|Protecting Large Land Area for Endangered Species Meets ESA Standards|
Appeals court upheld a determination by the Fish and Wildlife service that a large area of land was needed to be declared critical habitat to protect various species. The Endangered Species Act requirements were met by the agency, so its determination is upheld.
Endangered Species; Habitat; Conservation
|C A S E S U M M A R Y|
Vernal pools typically appear in the spring, following fall and winter rains, before they dry up for the rest of the year. The pools’ locations change from year to year depending on rainfall. Species that rely on the pools can go dormant for years before coming back to life when there is adequate water. Species include crustaceans, amphibians, insects, and plants. The Fish and Wildlife Service (FWS) designates critical habitat under the Endangered Species Act (ESA) to protect threatened or endangered species. FWS designated 1,200 square miles in northern California and southern Oregon as critical habitat for the pools and the species that rely upon them. Construction and agricultural groups challenged the designation as a larger area than necessary under the ESA. The district court upheld the areas designated for habitat conservation. Plaintiffs appealed.

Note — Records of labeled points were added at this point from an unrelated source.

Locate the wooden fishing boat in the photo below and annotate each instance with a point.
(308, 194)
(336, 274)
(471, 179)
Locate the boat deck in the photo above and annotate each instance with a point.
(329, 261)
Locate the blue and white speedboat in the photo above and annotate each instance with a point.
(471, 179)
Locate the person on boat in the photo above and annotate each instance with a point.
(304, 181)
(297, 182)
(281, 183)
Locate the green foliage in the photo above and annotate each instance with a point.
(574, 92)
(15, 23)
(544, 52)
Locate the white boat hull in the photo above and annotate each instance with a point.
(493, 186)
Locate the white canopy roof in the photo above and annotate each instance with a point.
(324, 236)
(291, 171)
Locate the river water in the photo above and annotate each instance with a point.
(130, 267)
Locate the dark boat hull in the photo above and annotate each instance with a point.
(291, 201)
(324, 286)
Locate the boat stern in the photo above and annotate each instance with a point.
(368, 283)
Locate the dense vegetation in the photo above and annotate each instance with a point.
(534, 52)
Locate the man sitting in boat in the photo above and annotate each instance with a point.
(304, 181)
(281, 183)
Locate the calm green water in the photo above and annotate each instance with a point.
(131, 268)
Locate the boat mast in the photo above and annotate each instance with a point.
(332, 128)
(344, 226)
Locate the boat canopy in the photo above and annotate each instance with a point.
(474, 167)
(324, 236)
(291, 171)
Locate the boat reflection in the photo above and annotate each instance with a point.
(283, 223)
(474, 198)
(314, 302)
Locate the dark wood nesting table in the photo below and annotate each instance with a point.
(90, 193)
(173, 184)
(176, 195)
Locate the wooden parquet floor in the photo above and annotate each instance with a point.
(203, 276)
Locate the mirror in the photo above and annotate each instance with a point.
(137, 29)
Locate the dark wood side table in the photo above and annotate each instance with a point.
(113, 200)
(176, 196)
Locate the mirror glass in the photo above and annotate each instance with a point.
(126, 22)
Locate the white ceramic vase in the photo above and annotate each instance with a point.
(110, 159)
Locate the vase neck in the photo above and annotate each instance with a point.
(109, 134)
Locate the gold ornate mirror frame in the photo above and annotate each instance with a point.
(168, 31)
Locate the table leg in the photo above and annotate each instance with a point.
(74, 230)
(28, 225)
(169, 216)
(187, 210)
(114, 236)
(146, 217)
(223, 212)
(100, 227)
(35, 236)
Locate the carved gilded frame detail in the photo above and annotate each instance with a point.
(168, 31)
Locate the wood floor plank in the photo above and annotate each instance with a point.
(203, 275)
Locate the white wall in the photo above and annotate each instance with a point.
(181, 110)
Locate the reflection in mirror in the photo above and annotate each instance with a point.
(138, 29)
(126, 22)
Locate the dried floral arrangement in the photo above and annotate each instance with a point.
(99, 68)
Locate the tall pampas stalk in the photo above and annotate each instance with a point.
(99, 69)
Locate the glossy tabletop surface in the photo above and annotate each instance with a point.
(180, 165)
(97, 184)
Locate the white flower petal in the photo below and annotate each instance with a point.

Affirmed. When making designation of critical habitat under the ESA, the FWS can determine what elements are necessary for conservation without determining exactly when conservation would be complete. The ESA only requires determination of what physical and biological features are essential to conservation of species. The FWS provided adequate explanation for the decision to designate habitat needed for species protection, so its determination stands.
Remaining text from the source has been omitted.